Carthage College and the University of Wisconsin-Milwaukee plan to resume a mix of in-person and online classes this fall.
Both schools have new safety measures for students coming on campus.
"It could be some dividers in some of those classrooms. We're also adopting some other spaces on campus that are maybe a little bit larger that can handle some of the larger classes and provide that appropriate social distancing as well," said Kimberlie Goldsberry, Vice President for Student Affairs at Carthage College.
"The extra cleaning we'll be doing focusing a lot on our classrooms and the common touchpoints, also providing resources for people to be able to clean spaces themselves," said Melissa Spadanuda, Associate Vice Chancellor of Facilities, Planning, and Management at UWM.
UWM and Carthage will require face masks indoors and when social distancing is not possible.
"I have two jobs on campus and I’m gonna be going to campus a lot so it just makes me feel a little bit more at ease that they’re at least going to try to be vigilant," said senior Isaac Hopper.
Online courses will still play a big role in colleges reopening, but students are mixed on the switch.
"It’s a lot easier to study and do my homework on my own time rather than being in classes," said Mercer.
"I would say the biggest challenge is staying focused," said Katrina Frederick, a senior at UWM.
"It will take a little bit of time to get into this routine," said Simone Conceição, professor and chair of the Administrative Leadership Department in the School of Education.
Conceição also specializes in online education says staying focused virtually is the biggest challenge.
"When you are face to face, you are in close proximity with your classmates and the instructor.
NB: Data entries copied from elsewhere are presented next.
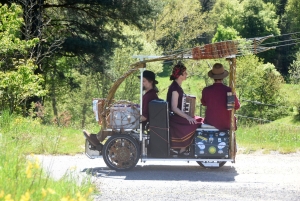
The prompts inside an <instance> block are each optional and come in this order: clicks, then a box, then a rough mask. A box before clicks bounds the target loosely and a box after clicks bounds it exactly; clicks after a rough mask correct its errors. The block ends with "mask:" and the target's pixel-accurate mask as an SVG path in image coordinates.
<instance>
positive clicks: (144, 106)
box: [140, 95, 149, 121]
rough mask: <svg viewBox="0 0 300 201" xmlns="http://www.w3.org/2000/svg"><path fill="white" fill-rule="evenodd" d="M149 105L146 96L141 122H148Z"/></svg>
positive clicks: (143, 100)
mask: <svg viewBox="0 0 300 201" xmlns="http://www.w3.org/2000/svg"><path fill="white" fill-rule="evenodd" d="M148 104H149V100H148V96H147V95H146V96H145V95H144V97H143V111H142V116H141V118H140V121H147V118H148V112H149V109H148Z"/></svg>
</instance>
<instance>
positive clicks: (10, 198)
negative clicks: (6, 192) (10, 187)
mask: <svg viewBox="0 0 300 201" xmlns="http://www.w3.org/2000/svg"><path fill="white" fill-rule="evenodd" d="M4 200H5V201H14V199H12V198H11V194H8V195H6V196H5V198H4Z"/></svg>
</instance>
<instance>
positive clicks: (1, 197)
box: [0, 190, 4, 198]
mask: <svg viewBox="0 0 300 201" xmlns="http://www.w3.org/2000/svg"><path fill="white" fill-rule="evenodd" d="M3 197H4V191H3V190H2V191H1V192H0V198H3Z"/></svg>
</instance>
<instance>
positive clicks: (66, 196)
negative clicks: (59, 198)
mask: <svg viewBox="0 0 300 201" xmlns="http://www.w3.org/2000/svg"><path fill="white" fill-rule="evenodd" d="M69 200H70V196H66V197H63V198H61V199H60V201H69Z"/></svg>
Online, you have to make an effort. You have to adapt your senses," said Conceição.
Her advice: create a dedicated space to your online course, set deadlines and a schedule, stay a week ahead and take a break.
"You might spend a couple of hours in front of the computer. Stop. Go for a walk, you know, take the dog out. This way you are managing your time instead of your time managing you," said Conceição.